Повести | страница 49
Здесь уже Григорий не мог сдержаться и даже остановил машину.
— А что сказала Бетя, когда увидела меня? Нет, ты скажи, что сказала Бетя, увидев меня? — теребил Лева плечо Григория.
— Откуда мне знать? Я что, при этой встрече присутствовал?
— А-а-а, — торжествующе протянул Лева. — Не знаешь? А она-таки тоже сказала: это то, что надо! Еще бы не то, что надо! — самодовольно хмыкнул Лева.
Такая Левина болтовня ничуть не раздражала Григория, наоборот, даже скрашивала дорогу. Но когда Лева принимался рассказывать анекдоты, тут уж Григорий не выдерживал. К началу одного анекдота Лева мог прилепить середину другого и конец третьего, получалась несусветная чепуха. К тому же Лева говорил, спотыкаясь на каждом слове, часто теряя нить рассказа. И, как правило, он один смеялся над своими остротами, придерживая обеими руками колыхающийся живот.

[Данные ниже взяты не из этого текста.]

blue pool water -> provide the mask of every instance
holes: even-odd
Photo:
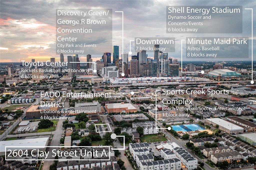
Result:
[[[174,125],[172,126],[173,129],[176,131],[189,132],[196,130],[204,130],[205,129],[198,124]]]

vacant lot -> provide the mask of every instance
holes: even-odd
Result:
[[[48,128],[46,129],[39,129],[37,130],[37,132],[51,132],[55,130],[56,128],[56,126],[58,123],[59,120],[51,120],[54,123],[53,126]]]
[[[166,138],[163,136],[156,134],[145,135],[144,136],[141,137],[140,139],[141,142],[148,143],[152,143],[155,142],[160,142],[161,141],[167,140]]]
[[[8,107],[5,107],[3,108],[4,110],[8,109],[8,110],[16,110],[16,108],[18,108],[20,107],[28,107],[31,105],[31,104],[27,105],[17,105],[14,104],[11,105]]]

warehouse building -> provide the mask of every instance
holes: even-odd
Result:
[[[100,104],[98,101],[88,103],[76,103],[74,110],[75,111],[80,111],[88,114],[99,113],[101,111]]]
[[[219,118],[206,119],[206,122],[208,124],[212,124],[214,126],[218,124],[219,129],[230,134],[243,132],[243,128]]]
[[[5,155],[6,146],[6,151],[9,149],[12,151],[15,149],[22,149],[23,153],[27,150],[30,151],[33,149],[38,149],[40,151],[45,151],[46,148],[45,146],[47,146],[48,144],[49,138],[48,137],[1,141],[0,144],[0,155]],[[17,147],[8,147],[11,146],[17,146]],[[23,148],[20,146],[27,147]],[[6,155],[8,154],[8,152],[6,152]]]
[[[121,122],[124,120],[126,122],[133,121],[135,119],[141,120],[148,120],[148,118],[144,114],[140,113],[138,114],[130,115],[119,115],[113,116],[115,121]]]
[[[26,111],[26,118],[28,119],[40,118],[41,116],[47,115],[49,117],[57,116],[59,108],[53,107],[49,108],[41,108],[39,105],[32,105]]]
[[[137,109],[130,103],[110,103],[105,105],[105,108],[109,113],[129,113],[137,111]]]
[[[244,127],[248,132],[256,131],[256,123],[236,116],[230,116],[226,118],[229,121],[234,122]]]

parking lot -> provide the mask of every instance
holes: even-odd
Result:
[[[22,128],[22,129],[23,129],[24,128],[26,128],[28,127],[30,127],[31,128],[30,129],[29,131],[26,131],[26,130],[25,129],[25,130],[23,132],[19,132],[18,133],[28,133],[28,132],[36,132],[36,129],[34,131],[33,131],[33,129],[34,128],[34,127],[36,127],[37,128],[37,127],[38,126],[38,123],[39,122],[39,121],[37,121],[35,122],[29,122],[29,123],[28,123],[27,125],[26,125],[26,126],[18,126],[17,127],[17,128],[13,131],[13,133],[15,134],[17,134],[18,133],[18,130],[20,128]]]

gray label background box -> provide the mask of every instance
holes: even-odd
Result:
[[[213,1],[214,2],[218,1]],[[202,1],[202,3],[204,1]],[[184,13],[168,13],[169,7],[173,7],[175,8],[184,7]],[[194,8],[209,8],[210,9],[208,15],[203,15],[201,13],[187,13],[186,9],[187,7]],[[240,13],[214,13],[212,12],[213,7],[224,8],[226,7],[229,8],[238,8],[240,9]],[[166,7],[166,33],[242,33],[243,32],[243,6],[167,6]],[[211,16],[210,19],[178,19],[172,20],[168,19],[168,16]],[[169,25],[168,22],[187,22],[189,21],[192,22],[201,22],[202,25]],[[172,31],[171,28],[176,27],[183,28],[198,28],[196,33],[191,31]],[[171,28],[170,31],[168,31],[168,28]]]
[[[156,43],[146,43],[144,44],[138,44],[137,43],[139,43],[139,40],[140,39],[142,40],[145,41],[151,41],[153,42],[154,42],[154,40],[156,41]],[[156,43],[157,40],[158,40],[159,42],[173,42],[173,44],[170,44],[170,43],[164,43],[163,44],[160,44]],[[174,37],[135,37],[134,39],[134,49],[135,52],[139,52],[140,51],[140,47],[150,47],[151,50],[152,49],[153,50],[147,50],[147,52],[154,52],[154,45],[159,44],[159,48],[165,48],[164,51],[163,50],[159,50],[159,51],[161,51],[163,53],[171,52],[175,52],[175,38]],[[148,42],[148,41],[147,41]]]
[[[233,44],[232,43],[232,39],[236,38],[237,40],[242,40],[244,38],[247,40],[247,44]],[[226,40],[230,38],[231,39],[230,44],[214,44],[214,38],[220,38],[221,40],[224,40],[226,38]],[[212,40],[211,44],[188,44],[188,39],[195,38],[196,40],[204,39],[206,38],[208,40]],[[248,37],[186,37],[186,57],[189,59],[198,58],[219,58],[228,59],[232,60],[233,59],[249,59],[249,46],[251,44],[251,40],[249,40]],[[202,50],[202,47],[219,47],[219,50],[216,51],[203,51]],[[190,48],[200,47],[201,50],[188,50],[188,48],[189,47]],[[213,57],[191,57],[188,56],[187,54],[188,53],[216,53],[217,54],[216,58]]]
[[[61,10],[67,12],[78,11],[87,12],[87,14],[85,17],[83,16],[78,15],[63,16],[57,15],[58,10]],[[106,12],[107,13],[107,15],[95,16],[88,15],[88,12],[92,10],[95,12]],[[70,49],[72,50],[84,50],[83,53],[76,53],[75,54],[80,55],[86,55],[88,54],[91,54],[101,55],[106,51],[108,51],[109,49],[112,49],[112,9],[56,9],[56,54],[59,54],[61,52],[57,51],[59,49],[63,49],[66,50]],[[59,19],[62,20],[78,20],[80,21],[80,23],[73,26],[72,24],[58,24],[58,20]],[[81,23],[81,19],[84,19],[85,21],[85,24],[83,24]],[[105,21],[106,24],[87,24],[87,19],[94,20],[104,20]],[[59,27],[62,29],[77,29],[84,28],[84,29],[91,29],[92,30],[91,33],[59,33],[58,32],[57,29]],[[71,37],[77,38],[76,42],[60,42],[57,41],[57,38],[59,36],[62,37],[66,38]],[[64,48],[60,48],[57,47],[58,44],[61,43],[64,44],[81,44],[83,45],[84,43],[87,44],[95,44],[96,47],[65,47]],[[62,52],[64,54],[71,55],[75,53],[69,52]]]

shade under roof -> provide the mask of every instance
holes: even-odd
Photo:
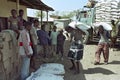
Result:
[[[8,1],[17,2],[17,0],[8,0]],[[44,11],[54,11],[53,8],[47,6],[41,0],[19,0],[19,2],[20,5],[27,6],[27,8],[44,10]]]

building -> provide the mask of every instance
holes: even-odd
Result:
[[[7,29],[7,18],[11,15],[11,9],[24,10],[24,19],[27,20],[27,8],[38,9],[42,11],[53,11],[53,9],[41,0],[0,0],[0,31]],[[42,16],[42,15],[41,15]]]

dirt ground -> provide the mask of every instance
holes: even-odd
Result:
[[[56,57],[48,60],[42,59],[41,56],[36,58],[36,68],[45,62],[61,63],[65,66],[64,80],[120,80],[120,51],[111,51],[109,55],[109,64],[103,63],[103,55],[101,55],[101,64],[94,65],[94,56],[97,45],[85,45],[84,57],[80,61],[80,74],[74,75],[74,71],[70,71],[71,63],[67,58],[70,43],[65,44],[65,54],[63,60],[56,60]],[[31,71],[34,71],[31,69]]]

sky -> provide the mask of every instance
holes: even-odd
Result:
[[[42,0],[43,3],[52,7],[55,11],[73,11],[83,8],[88,0]],[[55,12],[54,11],[54,12]],[[28,9],[28,16],[35,15],[35,10]]]
[[[82,8],[88,0],[42,0],[55,11],[71,11]]]

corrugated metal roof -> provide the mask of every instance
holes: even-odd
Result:
[[[8,0],[16,2],[17,0]],[[44,4],[41,0],[19,0],[20,5],[27,6],[28,8],[38,9],[43,11],[54,11],[53,8]]]

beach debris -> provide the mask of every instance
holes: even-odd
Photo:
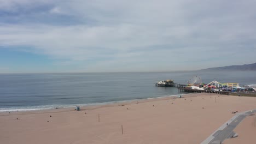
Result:
[[[80,111],[80,106],[77,106],[77,107],[75,107],[75,110]]]

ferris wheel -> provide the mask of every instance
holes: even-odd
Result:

— Гриша, — добавлял он, переставая смеяться, — такой анекдот я рассказываю только своим лучшим друзьям! — и многозначительно поднимал палец.
Если Лева делал перерыв в анекдотах, то заполнял его не менее нудными поучениями о необходимости «уметь жить». Поводом для этого служил категорический отказ Григория получать «левые» со случайных, попадающихся на дороге, пассажиров.
— В тэбе що, повний гаманець грошей, мабуть? — накидывался Гойхман на Корсакова, видя, что тот демонстративно не замечает протянутых «трешниц» и «пятерок» или с возмущением отводит руку слишком настойчивого пассажира. До войны Лева жил где-то на Украине и сейчас еще, в особенности, когда волновался, сбивался на «хохлацкую мову».
Первое время Лева пытался «за гарну службу» вручить водителю после поездки то кулек с сахаром, то кусок ситца — «в магазине не купишь», а однажды даже — новые кирзовые сапоги.
— Такие вещи я делаю только лучшим друзьям! — и палец послушно полз вверх.
— Я работаю, сам купить могу! — сурово отрезал Григорий. А потом только хмурился, возвращая подарки. Лева не сдавался, пытаясь найти посредницу в лице матери.
Но после крупного разговора с сыном мать так отчитала Гойхмана, что тот, увидя ее на улице, переходил на другую сторону.
После запомнившегося вечера в клубе, когда Григорий впервые увидел приезжую медсестру, он опять надолго забыл дорогу на танцы.
«Ни к чему все это, — уговаривал он себя, — тоже мне — жених на палочках».
Позднее не раз встречал ее на улице, но не мог даже поздороваться: знакомы-то они не были. После каждой встречи Григорий ловил себя на том, что эта смуглянка занимает слишком много места в его мыслях. Тогда начинал злиться, называл себя растяпой. Ходить по улицам, встречаться и отворачивать вспыхнувшее под ее взглядом лицо он больше не мог. Пришлось прибегнуть к помощи Лешки.